What is a Bankart Lesion (tear)?

A Bankart lesion is a tear of the anterior glenoid labrum (rim surrounding the socket) associated with anterior shoulder dislocations. In a Bankart lesion there is detachment of the anteroinferior labrum (typically at the 3 o’clock to 6 o’clock position). If the lesion is associated with bone detachment, it is called a bony Bankart lesion when some of the glenoid bone is broken off with the anterior labrum. A bony Bankart potentially leaves the shoulder joint more unstable due to the loss of the labrum and the loss of bone.

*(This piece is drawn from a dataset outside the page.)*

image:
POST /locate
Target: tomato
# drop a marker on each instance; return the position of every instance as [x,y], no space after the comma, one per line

How does a Bankart Lesion (tear) occur?

Bankart lesions are injuries associated with people who have had a shoulder dislocation and sustained a particular type of labrum injury as a result. Bankart lesions are frequently the result of high energy trauma or sports injuries and can be acute injuries such as a sports collision (rugby tackle) or in a car accident where the impact forces or pulls the shoulder out of alignment causing a dislocation. They can occur due to repetitive arm motions for example in swimmers, tennis players, gymnasts and weight lifters resulting in anterior instability. Bankart lesions can also be sustained by falling and landing on one’s shoulder with enough force to dislocate the shoulder such as a fall from a ladder or tripping over and landing on a hard surface.

Though anyone can sustain this injury, young people in their twenties are most susceptible.

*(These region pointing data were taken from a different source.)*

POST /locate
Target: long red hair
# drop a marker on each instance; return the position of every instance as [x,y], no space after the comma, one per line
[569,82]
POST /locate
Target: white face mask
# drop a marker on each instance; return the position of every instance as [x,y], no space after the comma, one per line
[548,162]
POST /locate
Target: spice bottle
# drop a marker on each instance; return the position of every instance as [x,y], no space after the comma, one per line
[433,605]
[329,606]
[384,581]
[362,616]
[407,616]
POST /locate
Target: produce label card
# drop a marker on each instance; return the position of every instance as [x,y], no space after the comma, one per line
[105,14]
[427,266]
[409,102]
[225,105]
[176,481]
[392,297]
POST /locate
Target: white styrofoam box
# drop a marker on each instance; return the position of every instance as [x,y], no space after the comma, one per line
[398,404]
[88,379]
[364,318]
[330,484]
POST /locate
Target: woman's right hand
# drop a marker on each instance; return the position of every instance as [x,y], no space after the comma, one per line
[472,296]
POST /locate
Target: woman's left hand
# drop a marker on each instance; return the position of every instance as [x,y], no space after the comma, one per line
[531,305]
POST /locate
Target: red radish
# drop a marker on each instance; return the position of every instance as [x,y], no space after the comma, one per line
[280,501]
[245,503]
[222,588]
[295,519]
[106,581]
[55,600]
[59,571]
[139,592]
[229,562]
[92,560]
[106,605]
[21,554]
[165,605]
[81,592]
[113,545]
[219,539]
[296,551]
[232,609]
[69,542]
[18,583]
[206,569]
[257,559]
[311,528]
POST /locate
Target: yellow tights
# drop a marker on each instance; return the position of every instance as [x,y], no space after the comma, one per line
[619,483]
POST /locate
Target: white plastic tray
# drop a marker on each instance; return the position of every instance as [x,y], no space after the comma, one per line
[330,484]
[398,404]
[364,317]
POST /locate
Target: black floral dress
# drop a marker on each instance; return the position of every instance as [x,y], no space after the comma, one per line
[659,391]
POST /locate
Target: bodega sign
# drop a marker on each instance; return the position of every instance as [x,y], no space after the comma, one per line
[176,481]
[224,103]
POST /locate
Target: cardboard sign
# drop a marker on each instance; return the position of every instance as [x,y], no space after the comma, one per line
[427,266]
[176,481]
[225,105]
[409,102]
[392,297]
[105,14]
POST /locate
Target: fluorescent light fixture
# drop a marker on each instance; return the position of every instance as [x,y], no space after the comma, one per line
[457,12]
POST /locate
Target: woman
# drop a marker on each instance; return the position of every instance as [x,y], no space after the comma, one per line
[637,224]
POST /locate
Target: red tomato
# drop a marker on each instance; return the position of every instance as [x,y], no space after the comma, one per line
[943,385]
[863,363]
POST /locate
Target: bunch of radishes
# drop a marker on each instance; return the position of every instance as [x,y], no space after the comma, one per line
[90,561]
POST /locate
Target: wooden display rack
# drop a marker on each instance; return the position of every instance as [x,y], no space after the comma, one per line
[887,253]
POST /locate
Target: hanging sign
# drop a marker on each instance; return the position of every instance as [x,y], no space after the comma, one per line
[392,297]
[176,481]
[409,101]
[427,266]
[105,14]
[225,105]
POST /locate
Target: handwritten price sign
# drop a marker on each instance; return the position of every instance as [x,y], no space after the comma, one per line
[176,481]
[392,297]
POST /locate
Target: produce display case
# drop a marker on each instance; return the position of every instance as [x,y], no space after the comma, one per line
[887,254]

How is a Bankart Lesion diagnosed?

This is based on the mechanism of injury and a careful clinical examination. The surgeon may request a standard MRI scan or sometimes request a special scan with contrast (dye) in the joint such as an MR arthrogram or CT arthrogram.


How is a Bankart Lesion treated? Surgical vs Non-Surgical Management

This can be treated conservatively through physiotherapy however in younger patient groups and those involved in collision contact sports or activities where the arm is frequently abducted and externally rotated (lifted sideways away from the torso twisted such that the forearm is pointing vertically) are at risk of recurrent episodes of dislocation or instability. In such cases often an arthroscopic (keyhole) repair of the labrum is performed which stabilises the shoulder. This is called an arthroscopic Bankart repair or anterior shoulder stabilisation.

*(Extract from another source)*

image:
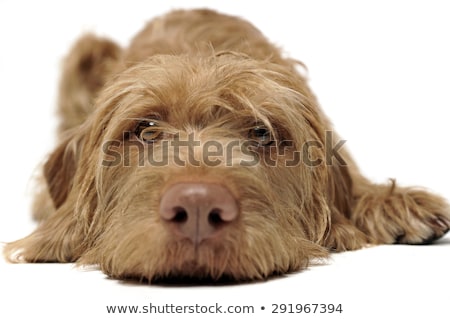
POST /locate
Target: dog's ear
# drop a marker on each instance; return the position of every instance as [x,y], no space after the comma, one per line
[59,236]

How is a Bony Bankart lesion treated?

If a small portion of the anterior glenoid is fractured along with the anterior labral tear this is referred to as a Bony Bankart Lesion. The joint is significantly less stable and usually requires early surgical fixation. Depending on the size of the bone fragment the procedure may be performed arthroscopically or for larger fragments through a small anterior incision and either fixing the bone fragment or replacing it with a block of bone.

Post-operatively the shoulder will be immobilised and protected in a sling usually for about 4-6 weeks but depending on the extent of the tear or associated fracture the surgeon may decide to continue with this for longer.

Following surgery a tailored rehabilitation programme with physiotherapy is commenced to help you return to your normal day to day activities. The progress of this is dictated by patients meeting milestones and is run under the supervision of the surgeon and specially trained physiotherapist.